B: But let’s get back to our definition of “purpose” with the following
Example. Consider a grain of rice. What is its purpose? Or, why was it created? Presumably, the Grand Creator – let’s call Him “God” – created it for the purpose of being consumed by a living being, whether as is, cooked, or mixed or even dissolved into a larger dish that is eventually consumed. (It is of course conceivable that a grain of rice may have some other purpose, but let’s just consider this more simplified case of it having only the one purpose, as defined by its Creator.) If, therefore, it is consumed by such a being, it has fulfilled its purpose in its state as a grain of rice (the digestive system of whatever consumed it then transforms it into a myriad of tinier objects; these objects, once part of the grain of rice, now enter various different states of existence, each having their own respective new purposes). The infinitude of this purpose may come in prolonging the mortal life of the creature that consumed the grain of rice, which perhaps increases its happiness for a small duration of time, enabling the creature to do things that may help it in its preparation for the life after this one, assuming there is one – and it is precisely due to the eternal duration of the next life for that creature that the grain is able to fulfill a purpose, according to the definition we gave last time.

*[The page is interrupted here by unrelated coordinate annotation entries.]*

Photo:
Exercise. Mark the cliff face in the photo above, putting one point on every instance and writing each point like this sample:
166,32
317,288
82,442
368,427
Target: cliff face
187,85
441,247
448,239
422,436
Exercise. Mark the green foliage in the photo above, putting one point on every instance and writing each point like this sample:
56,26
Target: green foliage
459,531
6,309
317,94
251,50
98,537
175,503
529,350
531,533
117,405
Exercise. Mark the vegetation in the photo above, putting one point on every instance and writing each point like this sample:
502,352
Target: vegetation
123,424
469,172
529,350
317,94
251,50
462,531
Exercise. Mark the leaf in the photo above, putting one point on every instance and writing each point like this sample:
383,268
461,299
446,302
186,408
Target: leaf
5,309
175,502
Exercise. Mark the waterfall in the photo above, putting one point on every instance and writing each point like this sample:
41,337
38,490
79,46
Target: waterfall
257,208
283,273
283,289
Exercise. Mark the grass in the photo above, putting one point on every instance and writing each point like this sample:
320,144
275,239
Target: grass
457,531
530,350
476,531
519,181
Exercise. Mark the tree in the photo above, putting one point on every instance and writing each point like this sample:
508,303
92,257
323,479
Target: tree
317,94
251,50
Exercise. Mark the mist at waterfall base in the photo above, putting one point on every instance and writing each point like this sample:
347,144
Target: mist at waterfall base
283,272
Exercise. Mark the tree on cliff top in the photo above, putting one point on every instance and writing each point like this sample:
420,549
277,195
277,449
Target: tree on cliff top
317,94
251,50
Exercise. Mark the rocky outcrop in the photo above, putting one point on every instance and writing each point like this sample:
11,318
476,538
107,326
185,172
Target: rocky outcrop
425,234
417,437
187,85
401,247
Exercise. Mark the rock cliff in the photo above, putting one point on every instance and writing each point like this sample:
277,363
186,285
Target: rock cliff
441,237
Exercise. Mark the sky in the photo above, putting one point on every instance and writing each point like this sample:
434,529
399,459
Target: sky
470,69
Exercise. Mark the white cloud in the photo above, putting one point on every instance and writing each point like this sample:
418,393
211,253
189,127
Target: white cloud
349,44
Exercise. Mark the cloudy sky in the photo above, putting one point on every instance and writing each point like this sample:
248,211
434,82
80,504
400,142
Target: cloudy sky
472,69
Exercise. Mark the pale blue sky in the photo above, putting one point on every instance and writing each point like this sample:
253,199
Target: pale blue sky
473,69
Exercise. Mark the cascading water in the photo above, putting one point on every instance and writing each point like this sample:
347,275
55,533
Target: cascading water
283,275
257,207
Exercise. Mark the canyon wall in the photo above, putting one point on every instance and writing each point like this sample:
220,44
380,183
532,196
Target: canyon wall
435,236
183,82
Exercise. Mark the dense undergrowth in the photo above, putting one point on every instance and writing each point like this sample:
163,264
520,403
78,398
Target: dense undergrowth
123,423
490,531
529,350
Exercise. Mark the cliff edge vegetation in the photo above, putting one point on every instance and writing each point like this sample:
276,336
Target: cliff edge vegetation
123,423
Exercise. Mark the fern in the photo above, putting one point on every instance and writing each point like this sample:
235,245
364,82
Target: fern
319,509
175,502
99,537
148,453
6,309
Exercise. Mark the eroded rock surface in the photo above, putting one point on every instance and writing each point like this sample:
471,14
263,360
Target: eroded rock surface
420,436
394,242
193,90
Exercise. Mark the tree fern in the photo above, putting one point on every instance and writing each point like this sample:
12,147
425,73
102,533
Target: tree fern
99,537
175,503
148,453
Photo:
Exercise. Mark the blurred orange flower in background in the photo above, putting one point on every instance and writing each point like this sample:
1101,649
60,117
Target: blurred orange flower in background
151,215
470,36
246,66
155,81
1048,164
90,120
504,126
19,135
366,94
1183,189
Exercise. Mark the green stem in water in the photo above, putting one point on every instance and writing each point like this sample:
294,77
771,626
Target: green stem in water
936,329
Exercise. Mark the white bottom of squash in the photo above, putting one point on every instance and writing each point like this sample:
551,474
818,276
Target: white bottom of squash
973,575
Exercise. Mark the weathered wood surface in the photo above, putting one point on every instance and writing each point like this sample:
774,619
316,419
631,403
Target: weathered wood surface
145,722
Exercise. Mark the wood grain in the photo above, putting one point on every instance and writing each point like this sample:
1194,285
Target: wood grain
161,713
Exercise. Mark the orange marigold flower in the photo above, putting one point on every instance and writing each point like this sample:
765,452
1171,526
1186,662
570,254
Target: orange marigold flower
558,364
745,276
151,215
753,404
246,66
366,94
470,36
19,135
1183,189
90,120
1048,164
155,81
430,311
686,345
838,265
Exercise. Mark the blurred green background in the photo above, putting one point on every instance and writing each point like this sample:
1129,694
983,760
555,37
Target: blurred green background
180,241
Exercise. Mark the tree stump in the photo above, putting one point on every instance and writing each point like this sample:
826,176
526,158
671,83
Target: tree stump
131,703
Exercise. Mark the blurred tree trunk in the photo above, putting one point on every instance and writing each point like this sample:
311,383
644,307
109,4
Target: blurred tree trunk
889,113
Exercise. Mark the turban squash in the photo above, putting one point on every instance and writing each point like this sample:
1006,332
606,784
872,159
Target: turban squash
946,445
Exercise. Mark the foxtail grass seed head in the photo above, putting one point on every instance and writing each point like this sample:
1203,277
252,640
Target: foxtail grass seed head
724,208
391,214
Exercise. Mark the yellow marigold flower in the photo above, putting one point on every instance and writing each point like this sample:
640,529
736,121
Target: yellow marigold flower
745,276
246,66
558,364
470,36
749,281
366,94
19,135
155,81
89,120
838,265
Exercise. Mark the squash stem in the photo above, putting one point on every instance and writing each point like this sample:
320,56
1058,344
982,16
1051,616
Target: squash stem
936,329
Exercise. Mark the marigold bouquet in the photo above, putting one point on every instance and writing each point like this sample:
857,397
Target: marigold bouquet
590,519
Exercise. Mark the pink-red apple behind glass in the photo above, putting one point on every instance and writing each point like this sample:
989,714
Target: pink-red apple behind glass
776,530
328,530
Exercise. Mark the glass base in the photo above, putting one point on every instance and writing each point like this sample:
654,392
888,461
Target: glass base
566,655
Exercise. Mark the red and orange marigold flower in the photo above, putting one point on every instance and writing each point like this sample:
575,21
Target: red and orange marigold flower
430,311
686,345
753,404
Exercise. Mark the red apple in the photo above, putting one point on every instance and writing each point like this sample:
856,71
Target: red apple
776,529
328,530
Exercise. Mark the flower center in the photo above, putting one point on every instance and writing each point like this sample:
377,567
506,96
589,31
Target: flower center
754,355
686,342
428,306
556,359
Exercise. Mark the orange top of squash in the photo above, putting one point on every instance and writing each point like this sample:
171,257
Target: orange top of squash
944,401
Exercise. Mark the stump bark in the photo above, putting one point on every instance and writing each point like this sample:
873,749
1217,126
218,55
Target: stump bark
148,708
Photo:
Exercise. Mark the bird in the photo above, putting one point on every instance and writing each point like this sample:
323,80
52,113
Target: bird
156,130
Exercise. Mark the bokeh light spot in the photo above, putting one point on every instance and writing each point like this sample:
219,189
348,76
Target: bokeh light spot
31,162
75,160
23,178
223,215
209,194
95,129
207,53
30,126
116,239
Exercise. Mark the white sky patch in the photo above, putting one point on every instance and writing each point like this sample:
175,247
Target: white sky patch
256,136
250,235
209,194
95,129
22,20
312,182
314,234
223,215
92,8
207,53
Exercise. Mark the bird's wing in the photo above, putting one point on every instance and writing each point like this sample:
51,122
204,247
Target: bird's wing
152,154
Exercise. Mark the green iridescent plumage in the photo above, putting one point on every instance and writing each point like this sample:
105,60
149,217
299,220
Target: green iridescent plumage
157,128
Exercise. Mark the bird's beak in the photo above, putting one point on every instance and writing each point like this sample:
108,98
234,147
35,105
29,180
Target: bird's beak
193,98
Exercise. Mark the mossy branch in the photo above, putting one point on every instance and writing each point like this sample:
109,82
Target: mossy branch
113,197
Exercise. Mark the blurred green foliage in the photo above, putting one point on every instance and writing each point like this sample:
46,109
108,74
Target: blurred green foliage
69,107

If, however, the grain of rice is not so consumed, but instead falls onto the floor and is later swept into the garbage can, finding its way eventually into the dump and decomposing into, well, whatever it decomposes into – again, never being consumed by a living being, including living microorganisms that might usually do so – it has not fulfilled its purpose as prescribed by its Creator in its state as a grain of rice, and therefore may as well have never existed as a grain of rice at all. □
B: Well, then, so it does. It’s certainly possible that an object has more than one purpose, even several, in each individual state of existence. I would like to think that each of us have more than one purpose – although it’s possible that each of these purposes are part of one greater purpose, which may be our individual eternal happiness. And even if an object doesn’t fulfill the purpose it was originally intended for, perhaps due to a poor choice made by some individual, there’s no reason God couldn’t prescribe a new purpose for the object. The main point of the example above isn’t so much what the purpose of the grain of rice was, but that it had one, despite the fact that it’s “just” a mere grain of rice.
That’s an example of what I was saying before, that literally every creation of God’s has a purpose. Assuming we, too, are creations of God, we thus have a purpose. You’ll notice that because of the stipulation of eternal duration in the definition of “purpose,” an afterlife was required for the creature that consumed the grain of rice. Assuming that the existence of an afterlife implies the existence of God, then without God, there can be no real, lasting purpose to our lives. In that discouraging case, there need not be any motive to survive over dying today, since as I’ve said repeatedly before, eventually all of us will die anyway. The only thing that could void this troublesome fact would be the achievement of immortality, making the study of immortality of utmost importance in society. One difficulty, however, with the study of immortality is that any potential solution may be hard to falsify. The science behind it may tell us it works – but science has been misinterpreted before, and while merely testing a possible solution, perhaps the subject would live for a couple of hundred years, and then poof! We suddenly find that people still don’t actually live forever. In this life, anyway. (Even if it could somehow be proven that immortality has been achieved, what would prevent accidental death or murder? There would still be plenty of reason to be concerned about the danger of death.)
I’d be willing to save anybody who tries it the trouble by simply stating (albeit without any scientifically-accepted evidence, of course) that it’s impossible for us to achieve immortality – at least, without God. Why? Because there is a God, and because of our natures each of us will eventually die, by His decree that all must die. This decree does not imply that God is simply a cruel being desiring only our misery; rather, as we continue to exist (in a different sphere of existence) after this life, we are able to find that there was purpose all along in this one. Once again, there can be purpose in this life only if there is another existence that succeeds it.
But if you want to go ahead and try to achieve immortality without God’s help, be my guest. As I said, you won’t, but it may not be a complete waste of time, since you may happen upon many other interesting and perhaps useful things along the way.
A: How do you know?!
B: How do I know what?
A: That there’s a God! Or immortality can’t be achieved, or all the other baloney you’ve been saying.
B (checking watch): Buddy, I gotta go…we can talk about this some other time.
A: Ha! As soon as you get a real challenge you conveniently walk out. You don’t really know, do you!
B: Buddy, trust me, I know. But now’s not the time or place. Well, actually I guess this can be the place, but it sure ain’t the time. I have places to go, people to see. What, you think I’m made of time?! We’ll talk about it later. Trust me.